At five o’clock the diggers began to go home. Nothing had been found under the soil of Mother Jane’s garden, and the excitement of search which had animated them early in the day had given place to a dull resentment mainly directed towards the Knollys family, if one could judge of these men’s feelings by the heavy scowls and significant gestures with which they passed our broken-down gateway.
By six the last man had filed by, leaving Mr. Gryce free for the work which lay before him.
I had retired long before this to my room, where I awaited the hour set by Lucetta with a feverish impatience quite new to me. As none of us could eat, the supper table had not been laid, and though I had no means of knowing what was in store for us, the sombre silence and oppression under which the whole house lay seemed a portent that was by no means encouraging.
Suddenly I heard a knock at my door. Rising hastily, I opened it. Loreen stood before me, with parted lips and terror in all her looks.
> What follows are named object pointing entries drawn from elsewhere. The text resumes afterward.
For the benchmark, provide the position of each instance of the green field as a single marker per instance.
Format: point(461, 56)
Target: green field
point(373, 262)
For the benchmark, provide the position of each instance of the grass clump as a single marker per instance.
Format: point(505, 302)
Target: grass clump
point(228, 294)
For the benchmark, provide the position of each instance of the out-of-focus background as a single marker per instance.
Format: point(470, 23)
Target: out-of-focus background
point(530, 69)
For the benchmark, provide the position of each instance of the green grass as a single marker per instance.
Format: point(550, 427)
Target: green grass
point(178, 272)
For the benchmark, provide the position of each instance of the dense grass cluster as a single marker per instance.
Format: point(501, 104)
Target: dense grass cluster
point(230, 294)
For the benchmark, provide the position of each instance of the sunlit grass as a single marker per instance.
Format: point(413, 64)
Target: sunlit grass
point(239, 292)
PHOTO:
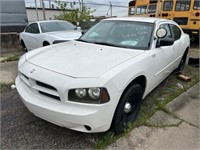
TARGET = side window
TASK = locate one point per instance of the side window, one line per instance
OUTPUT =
(176, 31)
(28, 29)
(35, 28)
(183, 5)
(166, 26)
(32, 28)
(168, 5)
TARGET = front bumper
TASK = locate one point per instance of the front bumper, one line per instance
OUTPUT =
(76, 116)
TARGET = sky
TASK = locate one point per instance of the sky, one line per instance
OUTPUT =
(119, 7)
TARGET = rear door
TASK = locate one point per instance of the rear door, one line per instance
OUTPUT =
(162, 58)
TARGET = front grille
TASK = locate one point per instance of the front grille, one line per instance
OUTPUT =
(181, 20)
(45, 85)
(40, 87)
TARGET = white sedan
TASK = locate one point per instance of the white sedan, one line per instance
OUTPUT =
(98, 82)
(43, 33)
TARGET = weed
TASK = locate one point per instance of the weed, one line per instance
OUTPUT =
(156, 100)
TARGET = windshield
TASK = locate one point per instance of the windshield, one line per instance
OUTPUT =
(127, 34)
(56, 26)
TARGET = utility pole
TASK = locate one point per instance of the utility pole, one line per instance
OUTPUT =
(110, 8)
(82, 6)
(43, 8)
(36, 10)
(50, 4)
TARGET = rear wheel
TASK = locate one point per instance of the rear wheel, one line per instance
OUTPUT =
(128, 108)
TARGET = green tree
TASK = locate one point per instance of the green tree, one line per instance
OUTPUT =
(74, 15)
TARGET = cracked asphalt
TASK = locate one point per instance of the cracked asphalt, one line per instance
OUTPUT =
(176, 129)
(20, 129)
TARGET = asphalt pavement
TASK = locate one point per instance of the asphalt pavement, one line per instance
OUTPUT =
(177, 129)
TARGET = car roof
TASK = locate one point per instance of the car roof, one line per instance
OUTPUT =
(138, 19)
(51, 21)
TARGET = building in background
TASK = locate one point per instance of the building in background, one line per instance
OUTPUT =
(49, 13)
(13, 15)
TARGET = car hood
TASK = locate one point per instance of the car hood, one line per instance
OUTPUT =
(65, 35)
(78, 59)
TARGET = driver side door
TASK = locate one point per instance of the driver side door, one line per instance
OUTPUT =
(162, 58)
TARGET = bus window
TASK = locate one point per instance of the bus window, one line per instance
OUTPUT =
(152, 9)
(183, 5)
(141, 10)
(196, 5)
(132, 11)
(168, 5)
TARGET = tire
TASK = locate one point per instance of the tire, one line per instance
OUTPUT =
(24, 46)
(46, 43)
(127, 108)
(181, 65)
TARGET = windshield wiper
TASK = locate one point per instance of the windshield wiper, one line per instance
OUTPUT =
(104, 43)
(84, 41)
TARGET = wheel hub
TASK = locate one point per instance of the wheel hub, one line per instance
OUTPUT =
(127, 107)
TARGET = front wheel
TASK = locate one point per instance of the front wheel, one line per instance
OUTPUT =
(24, 46)
(127, 109)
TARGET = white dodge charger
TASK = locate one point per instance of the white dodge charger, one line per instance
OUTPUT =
(42, 33)
(98, 81)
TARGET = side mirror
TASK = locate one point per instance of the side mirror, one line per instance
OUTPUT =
(83, 31)
(161, 33)
(162, 40)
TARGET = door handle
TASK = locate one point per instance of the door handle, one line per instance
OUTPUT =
(153, 55)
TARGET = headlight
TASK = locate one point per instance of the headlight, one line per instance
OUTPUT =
(81, 93)
(89, 95)
(94, 93)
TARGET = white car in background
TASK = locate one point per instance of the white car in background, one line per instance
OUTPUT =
(98, 81)
(43, 33)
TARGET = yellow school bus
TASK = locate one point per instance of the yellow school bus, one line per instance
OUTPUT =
(149, 8)
(185, 12)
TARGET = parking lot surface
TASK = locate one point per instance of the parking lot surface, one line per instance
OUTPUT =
(20, 129)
“Come!” she cried. “Come and see what I have found in Lucetta’s room.”
“Then she’s gone?” I cried.
“Yes, she’s gone, but come and see what she has left behind her.”
Hastening after Loreen, who was by this time half-way down the hall, I soon found myself on the threshold of the room I knew to be Lucetta’s.
“She made me promise,” cried Loreen, halting to look back at me, “that I would let her go alone, and that I would not enter the highway till an hour after her departure. But with these evidences of the extent of her dread before us, how can we stay in this house?” And dragging me to a table, she showed me lying on its top a folded paper and two letters. The folded paper was Lucetta’s Will, and the letters were directed severally to Loreen and to myself with the injunction that they were not to be read till she had been gone six hours.